Of the total 6004 cases of interest, 1266 (21.1%) patients had distant metastatic disease who were excluded from further analysis. Out of 4738 cases, there were 217 adenosquamous/squamous (4.6%), 367 papillary (7.7%), and 4154 adenocarcinoma (87.7%). Overall, 80% of the GBC population was white and 9% was black. Male to female ratio was 1:3. The mean age at diagnosis was 72 years. Table 1 shows the baseline characteristics of the three histologic subtypes. T3 and T4 status were more prevalent in adenosquamous/squamous GBC (52.5% and 11.5% respectively) compared to papillary (15.8% and 1.6%) and adenocarcinoma (39.5% and 5%) patients (p< 0.001). Also, adenosquamous/squamous GBC patients had worse histologic grade of tumor at presentation; grade 3 and grade 4 cancers in adenosquamous/squamous group constituted 38.7% and 1.8%, papillary group were 9.5% and 0% and adenocarcinoma group were 34.2% and 1.3% respectively (p<0.001). Regional and metastatic spread of disease was statistically more prevalent in adenosquamous/squamous GBC patients at the time of diagnosis. Lymph node involvement was lower in the papillary group (9.5% N1) compared to the adenosquamous/squamous (9.8% N1) and adenocarcinoma (21% N1) group of patients (p<0.001).

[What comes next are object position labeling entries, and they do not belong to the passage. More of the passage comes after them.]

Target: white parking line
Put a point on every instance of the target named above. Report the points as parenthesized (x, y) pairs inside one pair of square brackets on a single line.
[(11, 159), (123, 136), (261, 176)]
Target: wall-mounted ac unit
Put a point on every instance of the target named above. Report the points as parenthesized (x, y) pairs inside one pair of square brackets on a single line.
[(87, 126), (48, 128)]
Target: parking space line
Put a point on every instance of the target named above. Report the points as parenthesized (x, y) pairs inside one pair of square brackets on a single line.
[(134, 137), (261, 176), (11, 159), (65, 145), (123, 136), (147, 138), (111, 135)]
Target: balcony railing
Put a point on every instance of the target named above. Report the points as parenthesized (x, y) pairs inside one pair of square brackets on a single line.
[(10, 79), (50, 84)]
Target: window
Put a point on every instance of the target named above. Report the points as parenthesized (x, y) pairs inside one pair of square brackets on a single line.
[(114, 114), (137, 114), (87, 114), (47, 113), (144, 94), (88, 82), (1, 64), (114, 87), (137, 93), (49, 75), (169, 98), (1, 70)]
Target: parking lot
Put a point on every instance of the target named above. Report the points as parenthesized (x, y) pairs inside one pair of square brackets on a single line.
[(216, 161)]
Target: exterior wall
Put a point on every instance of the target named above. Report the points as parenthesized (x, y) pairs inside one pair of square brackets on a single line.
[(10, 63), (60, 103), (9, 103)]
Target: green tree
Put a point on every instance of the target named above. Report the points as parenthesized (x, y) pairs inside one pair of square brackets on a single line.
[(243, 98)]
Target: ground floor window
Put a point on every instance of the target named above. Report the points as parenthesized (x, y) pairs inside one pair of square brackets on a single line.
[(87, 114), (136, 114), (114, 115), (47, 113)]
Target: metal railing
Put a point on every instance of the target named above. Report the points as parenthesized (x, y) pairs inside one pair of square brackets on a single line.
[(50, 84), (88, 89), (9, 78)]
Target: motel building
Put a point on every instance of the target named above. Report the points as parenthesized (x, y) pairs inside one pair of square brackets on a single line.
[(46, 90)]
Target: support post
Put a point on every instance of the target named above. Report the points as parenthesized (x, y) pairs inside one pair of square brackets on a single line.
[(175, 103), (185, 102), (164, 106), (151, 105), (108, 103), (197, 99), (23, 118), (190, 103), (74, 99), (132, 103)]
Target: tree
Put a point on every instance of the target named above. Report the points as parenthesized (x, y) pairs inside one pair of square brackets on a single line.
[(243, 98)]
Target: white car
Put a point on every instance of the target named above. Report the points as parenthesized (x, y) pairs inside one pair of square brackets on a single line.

Univariate and multivariate modeling for OS and DSS were performed to determine predictors of outcome with regards to various clinicopathological variables. The variables included in the model were T-status (T3, T2, T4 versus T1), N status (N0 versus N1), histologic grade of tumor (2, 3, 4 versus 1), size of tumor (>5cm versus <5cm), histology of the tumor (papillary, adenosquamous/squamous versus adenocarcinoma), index surgery (radical surgical resection versus simple resection) and radiation treatment (treatment versus no radiation treatment). Advanced T and N status, higher histologic grade, adenosquamous/squamous histology, and size >5cm were predictors of poor survival (see Tables 2 and 3) in both univariate and multivariate analysis. Papillary histology had better survival outcomes compared to adenosquamous/squamous and adenocarcinoma in both univariate and multivariate analysis for OS and DSS.

Table 2. Univariate and multivariate analysis model for overall survival.

Table 3. Univariate and multivariate analysis model for disease specific survival.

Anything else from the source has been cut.